El Estudio exploratorio de la prevalencia y características de la discapacidad en España, presentado recientemente por el Ministerio de Derechos Sociales, sitúa a La Rioja como una de las comunidades autónomas donde la salud mental tiene un peso más determinante en las solicitudes de grado de discapacidad. Según los datos recogidos en el centro de valoración regional, el 34,85 % de las personas que inician este proceso alegan causas vinculadas a la salud mental o psíquica, una cifra significativamente superior a la media de otros territorios.
Esta tendencia confirma una transformación profunda en la demanda de servicios en la región. Roberto Santamaría Solanas, director del Centro de Valoración de la Discapacidad y Dependencia de La Rioja, ha participado en esta investigación que dibuja un escenario donde la discapacidad ya no se limita a factores congénitos o físicos tradicionales. El informe destaca que, aunque la discapacidad física sigue siendo la más frecuente en términos absolutos en la comunidad (58,83 %), el crecimiento de los perfiles relacionados con el neurodesarrollo y la salud mental está obligando a rediseñar las respuestas públicas.
Nuevos retos en la valoración y el envejecimiento
El estudio revela que el sistema se enfrenta a una realidad más diversa y compleja. En los últimos años han emergido con fuerza perfiles mixtos, donde se combinan patologías físicas con necesidades de apoyo psicosocial. A esto se suma el envejecimiento de los solicitantes, cuya edad media en España se sitúa en los 55 años, aunque con una presencia notable de barreras ambientales relacionadas con los apoyos y relaciones personales, que en La Rioja afectan al 19,43 % de los valorados.

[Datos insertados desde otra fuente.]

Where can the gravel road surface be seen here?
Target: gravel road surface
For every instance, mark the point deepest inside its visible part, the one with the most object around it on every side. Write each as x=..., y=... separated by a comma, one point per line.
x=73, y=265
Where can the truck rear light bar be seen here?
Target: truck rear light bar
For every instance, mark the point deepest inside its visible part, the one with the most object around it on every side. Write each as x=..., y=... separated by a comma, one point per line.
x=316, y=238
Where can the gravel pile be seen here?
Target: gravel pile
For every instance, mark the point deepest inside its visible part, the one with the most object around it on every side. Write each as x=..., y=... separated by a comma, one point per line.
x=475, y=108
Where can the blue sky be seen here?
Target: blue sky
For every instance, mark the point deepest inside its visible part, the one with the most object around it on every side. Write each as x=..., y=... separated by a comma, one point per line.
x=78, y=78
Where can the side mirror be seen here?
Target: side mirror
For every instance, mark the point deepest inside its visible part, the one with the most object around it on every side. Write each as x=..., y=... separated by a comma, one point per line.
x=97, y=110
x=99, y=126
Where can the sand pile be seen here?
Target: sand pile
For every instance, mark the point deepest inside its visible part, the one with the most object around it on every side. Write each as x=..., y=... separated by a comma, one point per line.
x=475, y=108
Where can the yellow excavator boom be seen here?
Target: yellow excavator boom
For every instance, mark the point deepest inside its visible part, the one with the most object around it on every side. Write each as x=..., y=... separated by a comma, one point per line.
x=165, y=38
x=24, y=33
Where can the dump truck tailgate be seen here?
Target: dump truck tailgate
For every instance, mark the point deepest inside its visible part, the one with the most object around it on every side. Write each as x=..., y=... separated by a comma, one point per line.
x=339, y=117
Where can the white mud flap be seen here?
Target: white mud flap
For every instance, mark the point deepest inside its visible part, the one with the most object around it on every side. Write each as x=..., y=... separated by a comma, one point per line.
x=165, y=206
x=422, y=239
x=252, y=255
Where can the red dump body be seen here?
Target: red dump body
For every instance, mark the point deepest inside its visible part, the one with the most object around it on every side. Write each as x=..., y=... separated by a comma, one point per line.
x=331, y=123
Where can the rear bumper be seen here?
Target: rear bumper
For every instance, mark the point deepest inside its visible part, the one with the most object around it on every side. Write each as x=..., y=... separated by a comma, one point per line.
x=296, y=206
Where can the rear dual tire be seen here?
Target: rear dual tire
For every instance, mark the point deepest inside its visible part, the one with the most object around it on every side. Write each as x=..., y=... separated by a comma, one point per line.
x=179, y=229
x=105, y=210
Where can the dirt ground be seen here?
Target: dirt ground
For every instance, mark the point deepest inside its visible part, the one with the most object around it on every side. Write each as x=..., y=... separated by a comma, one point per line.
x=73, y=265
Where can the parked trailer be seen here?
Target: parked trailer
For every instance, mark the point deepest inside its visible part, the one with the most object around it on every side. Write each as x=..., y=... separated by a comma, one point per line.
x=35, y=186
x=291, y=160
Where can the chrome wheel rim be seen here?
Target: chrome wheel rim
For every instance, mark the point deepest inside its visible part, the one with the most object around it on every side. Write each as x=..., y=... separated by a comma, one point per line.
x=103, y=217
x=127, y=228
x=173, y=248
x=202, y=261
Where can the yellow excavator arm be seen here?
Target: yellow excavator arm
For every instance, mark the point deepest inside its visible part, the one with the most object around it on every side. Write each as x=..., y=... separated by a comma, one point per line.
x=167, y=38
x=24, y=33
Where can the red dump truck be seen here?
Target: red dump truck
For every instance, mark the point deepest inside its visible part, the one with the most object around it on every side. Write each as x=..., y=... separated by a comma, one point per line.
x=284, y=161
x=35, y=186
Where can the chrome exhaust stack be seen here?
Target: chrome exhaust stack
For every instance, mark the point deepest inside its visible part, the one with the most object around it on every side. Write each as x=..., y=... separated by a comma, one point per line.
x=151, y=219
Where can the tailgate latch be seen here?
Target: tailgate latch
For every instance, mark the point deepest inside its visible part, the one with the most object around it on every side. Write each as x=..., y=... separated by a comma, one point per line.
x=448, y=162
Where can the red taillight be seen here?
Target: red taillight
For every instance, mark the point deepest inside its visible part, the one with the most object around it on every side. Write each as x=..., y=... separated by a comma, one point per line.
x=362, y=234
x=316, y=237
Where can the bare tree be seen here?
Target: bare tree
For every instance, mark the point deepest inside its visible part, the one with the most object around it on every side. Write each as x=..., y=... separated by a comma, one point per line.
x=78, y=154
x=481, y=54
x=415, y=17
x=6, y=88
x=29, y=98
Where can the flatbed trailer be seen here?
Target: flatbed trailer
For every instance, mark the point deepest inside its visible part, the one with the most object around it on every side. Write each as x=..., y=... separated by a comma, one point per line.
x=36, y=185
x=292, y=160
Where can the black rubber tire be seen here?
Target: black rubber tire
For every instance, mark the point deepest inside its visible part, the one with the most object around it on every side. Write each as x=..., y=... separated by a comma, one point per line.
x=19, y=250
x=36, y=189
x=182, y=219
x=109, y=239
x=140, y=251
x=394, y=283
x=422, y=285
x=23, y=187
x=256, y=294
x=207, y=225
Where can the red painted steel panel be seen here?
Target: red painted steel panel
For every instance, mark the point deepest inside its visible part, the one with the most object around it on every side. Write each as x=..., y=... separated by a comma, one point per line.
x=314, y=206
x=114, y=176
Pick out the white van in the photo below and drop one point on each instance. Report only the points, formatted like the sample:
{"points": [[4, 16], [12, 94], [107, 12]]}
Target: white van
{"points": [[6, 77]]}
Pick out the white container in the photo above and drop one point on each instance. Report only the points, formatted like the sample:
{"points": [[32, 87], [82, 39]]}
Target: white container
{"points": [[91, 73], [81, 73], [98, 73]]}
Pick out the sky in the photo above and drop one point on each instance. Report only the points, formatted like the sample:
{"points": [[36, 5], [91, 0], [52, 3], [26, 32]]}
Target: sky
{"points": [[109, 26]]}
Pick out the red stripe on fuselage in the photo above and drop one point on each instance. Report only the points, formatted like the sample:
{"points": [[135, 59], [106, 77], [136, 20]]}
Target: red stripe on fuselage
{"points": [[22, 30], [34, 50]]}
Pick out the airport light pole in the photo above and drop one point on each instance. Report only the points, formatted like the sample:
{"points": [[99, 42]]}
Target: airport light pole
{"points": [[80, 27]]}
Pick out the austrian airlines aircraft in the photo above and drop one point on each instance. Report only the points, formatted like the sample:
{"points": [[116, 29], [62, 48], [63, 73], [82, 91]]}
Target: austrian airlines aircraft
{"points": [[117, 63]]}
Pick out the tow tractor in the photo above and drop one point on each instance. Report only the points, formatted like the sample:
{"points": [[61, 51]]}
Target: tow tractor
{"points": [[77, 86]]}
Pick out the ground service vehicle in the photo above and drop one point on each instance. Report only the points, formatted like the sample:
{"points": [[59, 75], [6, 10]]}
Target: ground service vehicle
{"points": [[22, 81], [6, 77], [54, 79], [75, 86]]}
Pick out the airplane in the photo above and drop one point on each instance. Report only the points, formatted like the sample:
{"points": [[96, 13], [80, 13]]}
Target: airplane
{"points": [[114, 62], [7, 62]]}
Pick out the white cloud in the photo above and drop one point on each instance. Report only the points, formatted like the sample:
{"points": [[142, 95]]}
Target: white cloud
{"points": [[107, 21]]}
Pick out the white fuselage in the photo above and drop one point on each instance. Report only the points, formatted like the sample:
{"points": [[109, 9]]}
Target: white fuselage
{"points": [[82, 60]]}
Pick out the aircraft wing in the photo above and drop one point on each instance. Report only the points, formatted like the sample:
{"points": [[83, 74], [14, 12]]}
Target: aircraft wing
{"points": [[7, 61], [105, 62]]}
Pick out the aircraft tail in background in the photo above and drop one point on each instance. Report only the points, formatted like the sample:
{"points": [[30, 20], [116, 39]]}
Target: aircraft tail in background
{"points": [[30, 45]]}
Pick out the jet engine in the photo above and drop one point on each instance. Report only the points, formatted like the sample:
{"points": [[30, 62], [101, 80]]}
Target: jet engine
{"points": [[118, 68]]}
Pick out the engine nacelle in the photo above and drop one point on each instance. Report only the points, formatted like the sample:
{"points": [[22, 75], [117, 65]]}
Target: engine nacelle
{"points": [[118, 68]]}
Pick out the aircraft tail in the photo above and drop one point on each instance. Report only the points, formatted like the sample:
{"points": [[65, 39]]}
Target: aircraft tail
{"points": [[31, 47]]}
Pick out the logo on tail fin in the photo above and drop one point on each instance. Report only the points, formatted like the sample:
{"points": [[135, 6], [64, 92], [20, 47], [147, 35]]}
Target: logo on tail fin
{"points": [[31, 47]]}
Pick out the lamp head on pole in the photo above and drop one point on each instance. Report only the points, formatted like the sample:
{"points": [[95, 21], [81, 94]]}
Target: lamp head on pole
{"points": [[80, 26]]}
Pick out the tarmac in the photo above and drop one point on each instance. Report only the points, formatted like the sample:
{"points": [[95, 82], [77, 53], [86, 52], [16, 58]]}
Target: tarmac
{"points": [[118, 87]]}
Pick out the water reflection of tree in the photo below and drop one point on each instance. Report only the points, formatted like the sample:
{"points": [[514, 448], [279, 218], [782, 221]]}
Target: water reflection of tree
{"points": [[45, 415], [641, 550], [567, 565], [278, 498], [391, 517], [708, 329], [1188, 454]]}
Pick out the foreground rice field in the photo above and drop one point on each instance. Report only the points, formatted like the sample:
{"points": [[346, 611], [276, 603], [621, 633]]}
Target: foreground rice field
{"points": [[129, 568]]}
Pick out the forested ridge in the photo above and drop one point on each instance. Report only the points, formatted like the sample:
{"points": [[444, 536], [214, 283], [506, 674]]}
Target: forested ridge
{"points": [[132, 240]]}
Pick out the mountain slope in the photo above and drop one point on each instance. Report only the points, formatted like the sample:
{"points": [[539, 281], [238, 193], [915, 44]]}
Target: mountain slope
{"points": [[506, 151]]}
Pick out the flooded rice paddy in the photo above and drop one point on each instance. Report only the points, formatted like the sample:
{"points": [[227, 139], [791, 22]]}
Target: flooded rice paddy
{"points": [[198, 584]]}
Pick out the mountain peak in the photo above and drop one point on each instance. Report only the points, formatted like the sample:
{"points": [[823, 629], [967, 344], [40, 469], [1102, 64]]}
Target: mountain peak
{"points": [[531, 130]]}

La implementación del Real Decreto 888/2022 busca precisamente adaptar la administración a esta nueva realidad, pasando de un modelo basado en el diagnóstico médico a uno biopsicosocial que prioriza la autonomía y la participación social. No obstante, el informe concluye que aún persiste una distancia entre este avance normativo y la práctica diaria, marcada en muchas ocasiones por la falta de recursos técnicos y humanos para abordar la creciente complejidad de los casos.